One reason is of course political vanity: the SNP always wants to play at being an independent nation even though it isn’t — especially in Europe where it has long had its own quasi-diplomatic presence in Brussels. The Scottish Government was rebuked last year by the Foreign Office for using devolved resources to promote the cause of independence abroad. The SNP has opened a number of foreign missions in locations including Washington, Paris, and Berlin — duplicating the UK’s own diplomatic infrastructure — on which it plans to spend a reported £27 million next year. Foreign affairs are a reserved matter under Schedule 5 of the Scotland Act 1998, and therefore the sole responsibility of the UK Government and UK Parliament.

But humanitarian activities are not generally regarded as being in breach of the Scottish Parliament’s devolved powers. Under a previous Labour administration led by Jack McConnell, the Scottish Executive, as it then was, built a relationship with the African state of Malawi to honour the memory of Scotland’s great missionary explorer David Livingstone, who devoted much of his earnings to combatting slavery in the 19th century. This would count as a legitimate purpose for modest Government expenditure.

Less easy to justify was Nicola Sturgeon’s virtue-signalling award of “reparations” to the Global South after COP 26 in Glasgow in 2021, to “mitigate the impact of climate change”. The UK Government does not support the idea of reparations, as Rishi Sunak made clear at COP27, and regarded Sturgeon’s action as a transparently political stunt intended to embarrass Britain. The sum involved — £5 million — was ultimately nugatory, and it is still not clear that it has actually been donated. A freedom of information request established that it had not been actioned by July 2023. Meanwhile, developing countries affected by global warming are seeking a “loss and damage” payment of over £500 billion.
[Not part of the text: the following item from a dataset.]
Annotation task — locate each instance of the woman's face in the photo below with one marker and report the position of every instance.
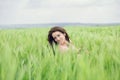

The UK Government is more relaxed about modest donations to charities such as the £375,000 given to three NGOs in Darfur. It is a sum that would anyway be lost as a rounding error in the £61-billion Scottish Budget.

Scotland has been a nation in its own right since 1707, and it is not unreasonable for a national government to make humanitarian gestures. It is entirely proper for the Government to promote Scotland’s “brand” abroad, provided this does not involve conniving to undermine the Union. Scottish first ministers probably spend almost as much attending Tartan Day celebrations in America. No one is complaining about that, or the trade promotions which come with it.

What’s more, the UK Government must tread carefully in highlighting Scotland’s foreign aid, lest questions be raised about its own expenditure of over £11 billion. It is hard to justify this level of spending on developing nations — including, bizarrely, China — when the Government says it cannot find £1.5billion to keep paying the winter fuel allowance to all pensioners. More contentious still is Energy Secretary Ed Miliband’s promise to spend £11.6 billion in overseas climate aid.

All foreign aid is, to some extent, a vanity exercise for a country which is unable to meet its own bills, as Nigel Farage’s Reform UK has argued. It is in a sense a distant legacy of imperial noblesse oblige, and the UK is no longer a world-leading economy. So we won’t be hearing too much criticism from Labour of Swinney’s generosity, in case it backfires in Westminster. Starmer will struggle to avoid the argument that if any aid is being handed out, it should go first of all to British citizens.


Iain Macwhirter was political commentator for The Herald between 1999 and 2022. He is the author of Disunited Kingdom: How Westminster Won a Referendum But Lost Scotland.